The first jury trial I won on aggravated assault was trickier because allegation was threatening injury and displaying a deadly weapon. My client was alleged to have chased his ex-girlfriend/child’s mother’s vehicle up and down the highway with his vehicle, and threatened to ram her (he did bump her a little). Fortunately, the jury found him guilty of the lesser included offense of deadly conduct. This can be a reasonable out in many aggravated assault cases, which in reality are deadly conduct cases.

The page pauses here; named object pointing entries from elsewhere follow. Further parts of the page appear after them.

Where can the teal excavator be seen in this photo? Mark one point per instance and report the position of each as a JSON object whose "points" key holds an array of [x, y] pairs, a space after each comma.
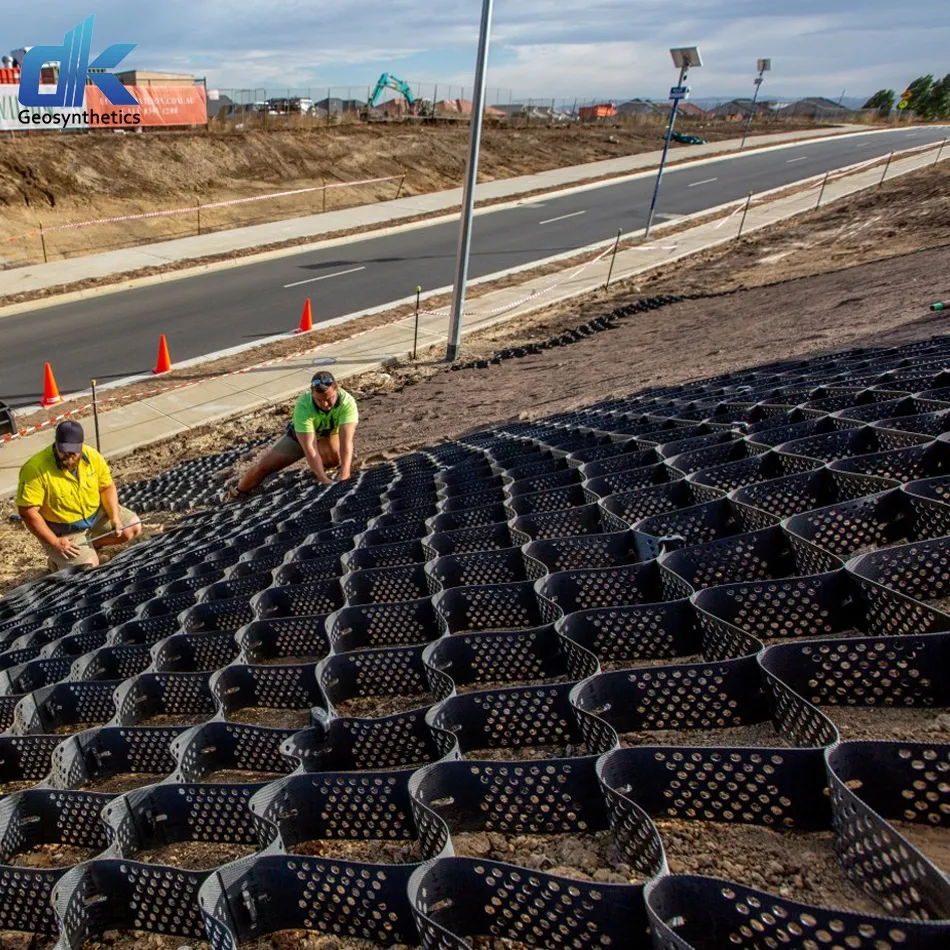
{"points": [[421, 107]]}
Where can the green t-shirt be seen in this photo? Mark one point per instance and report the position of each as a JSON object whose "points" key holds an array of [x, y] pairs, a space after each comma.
{"points": [[308, 417]]}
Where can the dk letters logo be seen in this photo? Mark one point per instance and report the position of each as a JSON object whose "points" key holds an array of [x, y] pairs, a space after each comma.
{"points": [[75, 68]]}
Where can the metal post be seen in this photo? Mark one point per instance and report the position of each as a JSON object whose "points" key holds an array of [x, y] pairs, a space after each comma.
{"points": [[468, 195], [415, 336], [755, 96], [744, 213], [886, 167], [613, 257], [666, 148], [95, 412]]}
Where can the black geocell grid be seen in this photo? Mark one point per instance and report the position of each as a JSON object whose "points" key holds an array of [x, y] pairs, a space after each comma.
{"points": [[505, 592]]}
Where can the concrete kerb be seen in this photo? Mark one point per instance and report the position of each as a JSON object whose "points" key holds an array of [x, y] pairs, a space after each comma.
{"points": [[436, 218], [293, 379]]}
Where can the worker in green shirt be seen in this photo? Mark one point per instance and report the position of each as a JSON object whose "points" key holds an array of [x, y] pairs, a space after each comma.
{"points": [[321, 431]]}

If you are trying an aggravated assault case, always ask for deadly conduct as a lesser included, particularly if the language of the aggravated assault allegation allows deadly conduct to fit more neatly as a lesser included. The court found it to be one in my first jury trial where it was alleged to be an intentional threat with a deadly weapon. Sec. 22.05 of the Penal Code defines deadly conduct as “(a) A person commits an offense if he recklessly engages in conduct that places another in imminent danger of serious bodily injury…” Deadly conduct has been held to be a lesser included offense to aggravated assault on multiple occasions. Bell v. State, 693 S.W.2d 434, 437 (Tex.Crim.App.1985). Guzman v. State, 188 S.W.3d 185, 190-91 (Tex.Crim.App.2006). The end result was my client walked away with a misdemeanor conviction and a fine only, when he was facing two to twenty years in the penitentiary on the indictment.
If all this sounds complicated, it is because it can be. The laws and facts of every assault case, including the interpersonal dynamics between the witnesses, are normally convoluted. This is why you should be very careful to hire an experienced criminal trial lawyer for any aggravated case. Really, for any criminal case.